Nun wird es also spannend zu sehen, wie die Teams aus der kurzen Vorbereitungsphase in die Saison starten. Til Kittel, Sportwissenschaftler an der Universität Bochum, sagt: "Man muss Kompromisse eingehen, wenn man nur acht Wochen Zeit für den Aufbau hat. Man kann den Körper ja nicht austricksen." So kann ein Kompromiss sein, im Team festzulegen, für die ersten Turniere keine Top-Form anzustreben. Schwierig wird diese Variante jedoch für Teams, die für die Olympia-Qualifikation von Beginn an Punkte sammeln müssen. Erik Helm prophezeit, dass von der kurzen Vorbereitungsphase ältere, erfahrenere Teams profitieren werden: "Diese konnten bereits über Jahre ein gutes Athletikniveau aufbauen, während jüngere Athleten erst an die hohen Umfänge herangeführt werden müssen." Eines ist für Til Kittel jedoch sicher: "Wenn die Deutschen etwas können, dann ist es Trainingssteuerung. Ich habe volles Zutrauen in die Kollegen.“

Zu wenig Zeit für die Regeneration

"Man wächst ja mit den Aufgaben“ sagt Ilka Semmler, „anderen Sportlern geht es ja auch so.“ Die Fülle an Turnieren und die Kürze der Vorbereitungsphase ist für andere Sportarten wie Tennis oder Handball nichts Neues. Tennisspieler zum Beispiel haben nur etwa zehn Wochen im ganzen Jahr frei und spielen etwa 30 Turniere. (Zum Vergleich: Böckermann/Flüggen waren die Vielspieler der vergangenen Saison mit 18 Turnieren, Erdmann/Matysik haben an zehn Turnieren teilgenommen.) Im Handball wird seit Jahren über die zu hohe Belastung und die zu geringe Zeit zur Regeneration diskutiert, hier dauert die Saisonpause gerade einmal zwei Monate. Eine Lösung haben die Verantwortlichen bislang nicht gefunden.
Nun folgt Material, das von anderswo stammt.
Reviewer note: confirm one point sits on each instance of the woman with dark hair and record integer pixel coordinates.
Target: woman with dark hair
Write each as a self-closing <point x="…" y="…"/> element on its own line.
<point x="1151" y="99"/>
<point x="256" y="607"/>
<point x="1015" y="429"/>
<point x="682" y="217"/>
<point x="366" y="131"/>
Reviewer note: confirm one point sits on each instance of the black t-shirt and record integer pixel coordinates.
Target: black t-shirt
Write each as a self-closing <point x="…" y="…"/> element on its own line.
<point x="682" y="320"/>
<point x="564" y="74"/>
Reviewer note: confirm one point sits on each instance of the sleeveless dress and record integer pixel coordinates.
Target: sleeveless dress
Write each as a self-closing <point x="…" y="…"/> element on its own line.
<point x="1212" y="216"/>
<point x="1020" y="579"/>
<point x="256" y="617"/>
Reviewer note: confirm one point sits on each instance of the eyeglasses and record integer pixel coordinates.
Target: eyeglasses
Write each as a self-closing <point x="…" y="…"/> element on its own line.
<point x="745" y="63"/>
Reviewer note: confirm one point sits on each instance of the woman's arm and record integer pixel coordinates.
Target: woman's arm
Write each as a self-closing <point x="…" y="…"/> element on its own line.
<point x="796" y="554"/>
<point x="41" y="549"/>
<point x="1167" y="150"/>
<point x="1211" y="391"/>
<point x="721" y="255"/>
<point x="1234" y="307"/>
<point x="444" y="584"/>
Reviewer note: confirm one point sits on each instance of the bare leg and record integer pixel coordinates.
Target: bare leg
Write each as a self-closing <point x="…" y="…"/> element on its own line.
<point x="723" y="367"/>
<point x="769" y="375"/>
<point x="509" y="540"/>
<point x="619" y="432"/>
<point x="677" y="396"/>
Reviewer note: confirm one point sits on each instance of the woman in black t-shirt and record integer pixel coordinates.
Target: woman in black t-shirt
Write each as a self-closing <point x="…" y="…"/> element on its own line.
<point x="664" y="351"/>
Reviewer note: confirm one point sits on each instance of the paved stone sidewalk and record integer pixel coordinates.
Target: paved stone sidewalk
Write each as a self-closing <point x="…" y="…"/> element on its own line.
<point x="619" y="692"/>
Deutsche Beach-Volleyballer mussten ihre Trainingssteuerung im Winter zum ersten Mal auf so kurze Zeit anpassen. Markus Böckermann und Lars Flüggen haben ihre eigene Strategie gefunden, um mit der hohen Belastung umzugehen. Sie investieren in eine eigene physiotherapeutische Betreuung und sind damit eines der wenigen Teams, die sich im Trainingslager und auf Turnieren einen eigenen Physiotherapeuten leisten. "Für unseren Körper und unser großes Ziel wollen wir gern dieses finanzielle Investment aufbringen", sagt Markus Böckermann entschlossen.